Kartal Cezaevi ve Telegram
25 Ocak 2000 Tarihinde Salih Mirzabeyoğlu ve arkadaşlarını (sözde) mahkemeye çıkartmaya yönelik Metris Cezaevine yapılan “Noel Baba” operasyonu sonucu tutuklulardan Sancar Kartal şehid olmuş, onlarcası yaralanmış ve işkence görmüştü.
26 Ocak günü yoğun işkenceler gören Salih Mirzabeyoğlu ve arkadaşları İstanbul DGM’ye çıkartıldı ve brifingli yargı mensuplarından oluşan mahkeme heyeti tarafından, gördükleri işkencelerin izleri üzerilerinde olduğu halde sanki hiçbir şey olmamış gibi tutukluluklarının devamı kararı verilerek, Kartal Cezaevine hücrelere konulmak üzere gönderildiler.
Kartal Cezaevi Telegram İşkencesinin başladığı yer.
“Telegram” isimli eseri başta olmak üzere, müteakip eserlerinde Salih Mirzabeyoğlu, bu alışılmadık işkence türüne dair gerekli izahatları yapmakta ve bazı isimlerden bahsetmekte zaten ilgilisi için.

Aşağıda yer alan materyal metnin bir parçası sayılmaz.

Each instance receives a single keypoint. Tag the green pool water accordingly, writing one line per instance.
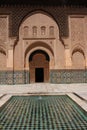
(42, 113)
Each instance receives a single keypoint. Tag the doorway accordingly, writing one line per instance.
(39, 66)
(39, 74)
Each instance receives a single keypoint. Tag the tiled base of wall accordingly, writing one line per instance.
(56, 76)
(68, 76)
(14, 77)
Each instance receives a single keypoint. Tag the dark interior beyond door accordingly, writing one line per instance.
(39, 74)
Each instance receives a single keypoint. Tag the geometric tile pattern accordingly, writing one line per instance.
(56, 76)
(16, 77)
(68, 76)
(42, 113)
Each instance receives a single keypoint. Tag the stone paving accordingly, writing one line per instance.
(78, 92)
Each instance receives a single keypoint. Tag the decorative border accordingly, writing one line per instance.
(68, 76)
(56, 76)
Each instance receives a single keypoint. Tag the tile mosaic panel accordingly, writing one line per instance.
(68, 76)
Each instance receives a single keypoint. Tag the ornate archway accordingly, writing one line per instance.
(39, 66)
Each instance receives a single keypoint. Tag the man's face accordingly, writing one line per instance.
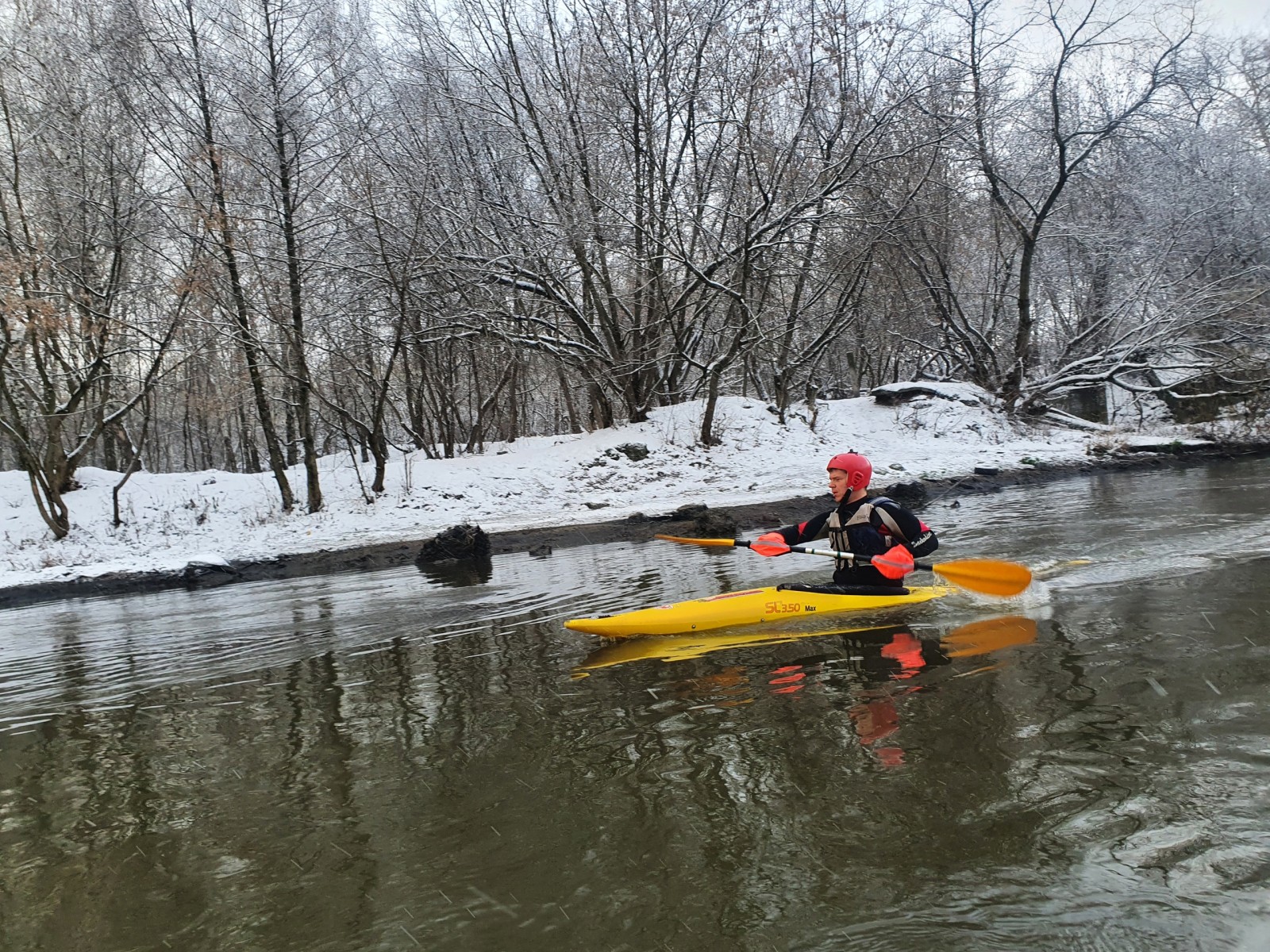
(838, 486)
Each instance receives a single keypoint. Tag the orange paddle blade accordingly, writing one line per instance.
(986, 575)
(728, 543)
(988, 635)
(895, 564)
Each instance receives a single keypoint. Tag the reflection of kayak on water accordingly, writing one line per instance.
(732, 609)
(969, 640)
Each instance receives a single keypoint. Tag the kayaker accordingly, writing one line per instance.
(860, 524)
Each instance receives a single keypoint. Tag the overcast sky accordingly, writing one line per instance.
(1238, 14)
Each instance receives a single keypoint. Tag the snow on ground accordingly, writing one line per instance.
(173, 520)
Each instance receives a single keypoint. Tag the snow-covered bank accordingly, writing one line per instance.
(173, 520)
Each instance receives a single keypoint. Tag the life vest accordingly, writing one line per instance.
(870, 513)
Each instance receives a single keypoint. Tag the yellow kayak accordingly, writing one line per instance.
(965, 641)
(749, 607)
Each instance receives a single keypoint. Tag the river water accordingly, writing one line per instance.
(394, 762)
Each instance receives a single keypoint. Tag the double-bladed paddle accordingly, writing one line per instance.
(987, 577)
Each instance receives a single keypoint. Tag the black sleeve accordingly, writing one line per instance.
(921, 539)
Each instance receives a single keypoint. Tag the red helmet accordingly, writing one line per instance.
(857, 469)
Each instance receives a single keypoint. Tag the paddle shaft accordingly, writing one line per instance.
(829, 554)
(987, 577)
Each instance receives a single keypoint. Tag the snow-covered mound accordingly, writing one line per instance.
(175, 520)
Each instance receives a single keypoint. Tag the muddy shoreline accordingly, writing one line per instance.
(914, 494)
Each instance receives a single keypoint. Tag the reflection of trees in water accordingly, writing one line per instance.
(330, 795)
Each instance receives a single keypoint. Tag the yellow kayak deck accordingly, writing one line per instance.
(749, 607)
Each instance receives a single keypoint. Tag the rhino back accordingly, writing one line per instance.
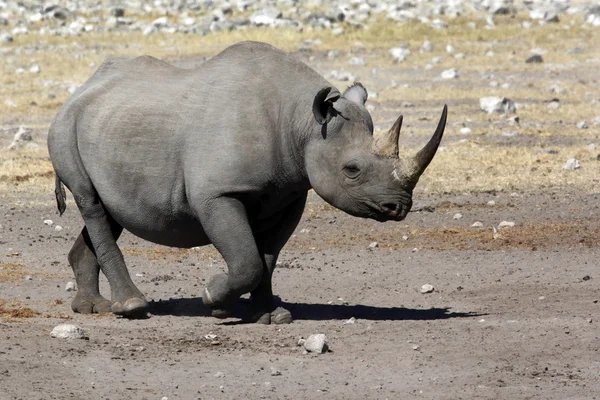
(153, 138)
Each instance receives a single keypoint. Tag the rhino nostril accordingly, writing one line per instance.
(390, 207)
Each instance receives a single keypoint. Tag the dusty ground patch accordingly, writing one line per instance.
(513, 314)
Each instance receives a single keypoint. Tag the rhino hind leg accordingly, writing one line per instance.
(264, 308)
(127, 300)
(86, 269)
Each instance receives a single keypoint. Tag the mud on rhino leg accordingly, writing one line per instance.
(86, 269)
(126, 298)
(226, 224)
(263, 307)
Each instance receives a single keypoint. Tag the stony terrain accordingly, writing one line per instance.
(488, 290)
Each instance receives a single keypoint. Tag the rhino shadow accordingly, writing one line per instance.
(193, 307)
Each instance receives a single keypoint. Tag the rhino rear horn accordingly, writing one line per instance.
(357, 93)
(323, 104)
(386, 143)
(425, 155)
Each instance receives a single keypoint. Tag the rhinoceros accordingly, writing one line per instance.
(224, 154)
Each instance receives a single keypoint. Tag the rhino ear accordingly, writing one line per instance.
(323, 104)
(357, 93)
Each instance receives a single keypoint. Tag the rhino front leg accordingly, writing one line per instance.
(263, 308)
(226, 224)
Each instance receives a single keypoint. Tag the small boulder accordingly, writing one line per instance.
(451, 73)
(69, 332)
(427, 288)
(534, 59)
(497, 104)
(316, 344)
(571, 164)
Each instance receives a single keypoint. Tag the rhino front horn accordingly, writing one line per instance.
(425, 155)
(386, 144)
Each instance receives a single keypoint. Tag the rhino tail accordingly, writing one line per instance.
(61, 196)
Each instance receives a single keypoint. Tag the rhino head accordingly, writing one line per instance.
(355, 171)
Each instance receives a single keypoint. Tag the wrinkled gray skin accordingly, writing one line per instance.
(222, 154)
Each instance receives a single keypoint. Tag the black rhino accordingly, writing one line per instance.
(222, 154)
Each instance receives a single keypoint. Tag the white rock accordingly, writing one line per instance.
(427, 46)
(506, 224)
(497, 104)
(341, 76)
(160, 22)
(357, 61)
(451, 73)
(399, 54)
(68, 331)
(316, 343)
(427, 288)
(572, 163)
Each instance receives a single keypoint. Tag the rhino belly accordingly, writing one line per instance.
(158, 227)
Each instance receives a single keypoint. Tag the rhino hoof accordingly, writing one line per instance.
(278, 316)
(281, 316)
(132, 308)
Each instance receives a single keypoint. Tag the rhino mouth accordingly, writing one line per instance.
(388, 211)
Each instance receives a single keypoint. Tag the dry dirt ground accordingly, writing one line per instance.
(514, 314)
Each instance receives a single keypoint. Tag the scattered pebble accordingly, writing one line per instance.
(534, 59)
(494, 104)
(450, 74)
(427, 288)
(316, 343)
(506, 224)
(572, 163)
(553, 104)
(69, 331)
(341, 76)
(399, 54)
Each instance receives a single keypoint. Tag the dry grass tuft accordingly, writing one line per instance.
(13, 311)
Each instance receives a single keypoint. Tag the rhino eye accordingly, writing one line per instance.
(351, 171)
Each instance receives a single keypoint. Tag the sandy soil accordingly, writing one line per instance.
(513, 315)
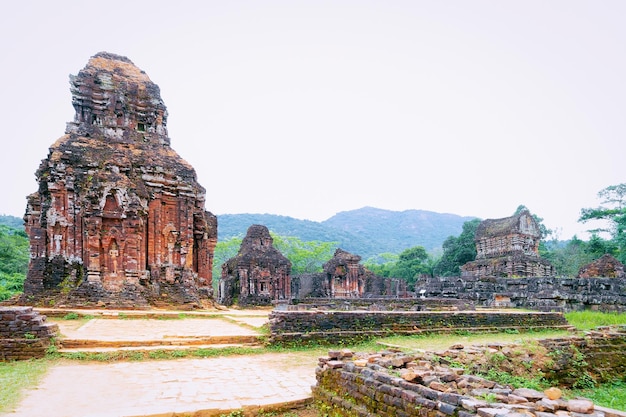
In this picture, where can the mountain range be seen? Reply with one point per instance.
(366, 232)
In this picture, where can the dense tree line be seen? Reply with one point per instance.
(410, 264)
(13, 260)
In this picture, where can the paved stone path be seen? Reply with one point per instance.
(198, 387)
(213, 386)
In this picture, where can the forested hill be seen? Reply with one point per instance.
(366, 232)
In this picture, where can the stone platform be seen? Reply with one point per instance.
(198, 387)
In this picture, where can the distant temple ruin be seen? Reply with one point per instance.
(508, 247)
(119, 217)
(258, 275)
(344, 277)
(606, 266)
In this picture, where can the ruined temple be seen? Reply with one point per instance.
(606, 266)
(345, 276)
(508, 247)
(258, 275)
(119, 217)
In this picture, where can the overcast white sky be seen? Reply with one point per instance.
(309, 108)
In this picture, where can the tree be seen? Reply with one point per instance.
(545, 232)
(224, 250)
(305, 257)
(14, 255)
(613, 211)
(411, 263)
(457, 251)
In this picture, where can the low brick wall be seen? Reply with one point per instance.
(398, 384)
(24, 334)
(380, 304)
(598, 355)
(537, 293)
(346, 326)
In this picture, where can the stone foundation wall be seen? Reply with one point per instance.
(381, 304)
(397, 384)
(598, 355)
(24, 334)
(538, 293)
(335, 326)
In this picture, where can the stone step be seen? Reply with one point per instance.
(173, 341)
(167, 348)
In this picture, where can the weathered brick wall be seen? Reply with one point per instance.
(333, 326)
(24, 334)
(539, 293)
(397, 384)
(598, 355)
(381, 304)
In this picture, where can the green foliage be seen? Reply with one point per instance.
(611, 395)
(224, 250)
(366, 232)
(12, 221)
(515, 381)
(14, 256)
(305, 257)
(457, 251)
(567, 257)
(16, 377)
(589, 320)
(614, 213)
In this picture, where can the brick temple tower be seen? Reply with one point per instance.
(119, 217)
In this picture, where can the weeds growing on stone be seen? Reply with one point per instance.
(17, 376)
(587, 320)
(611, 395)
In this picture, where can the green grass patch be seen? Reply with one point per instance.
(444, 341)
(611, 395)
(15, 377)
(588, 320)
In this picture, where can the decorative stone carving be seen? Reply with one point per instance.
(258, 275)
(606, 266)
(345, 276)
(508, 247)
(119, 216)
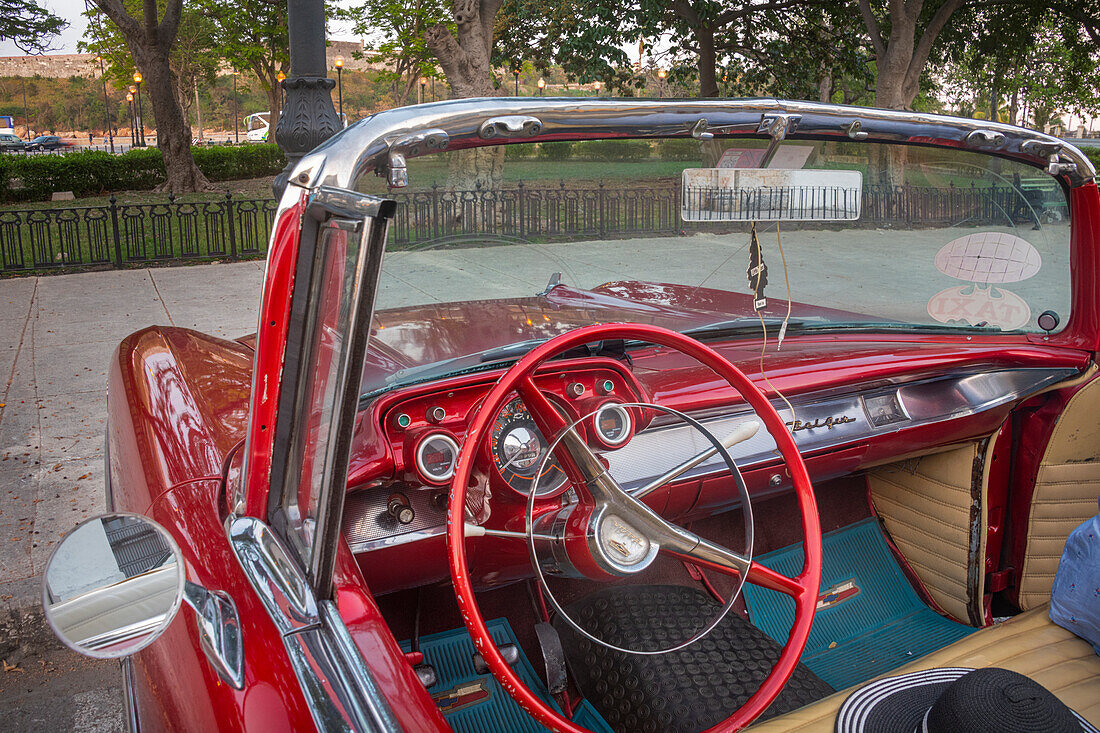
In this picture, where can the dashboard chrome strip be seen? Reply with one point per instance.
(817, 424)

Bu isimlerden biri de İhsan Güven.
Telegramcıların bir nevi fikir babası ve güdücüsü olan, aynı zamanda “Dost Tarikatı olarak bilinen grubun da lideri Emekli Binbaşı İhsan Güven (Emre).
Emre’lik makamının ilk sahibi ve İhsan Güven’in Hocası İsmail Emre.
Harput’tan Adana’ya göç eden bir ailenin çocuğu olan İsmail Emre (ki burada “Emre” soyadı olmaktan ziyade tarikat içindeki makamı/konumu ifade eder.) ve yolu hakkında kendi ismini taşıyan web sitesinde şu ifadeler geçmektedir:
“Emre’nin dünya görüşü ve Kuran’daki tabiat-üstü olayları izah edişi tamamıyla aklın, mantığın ve müspet ilimlerin çerçevesi içindedir.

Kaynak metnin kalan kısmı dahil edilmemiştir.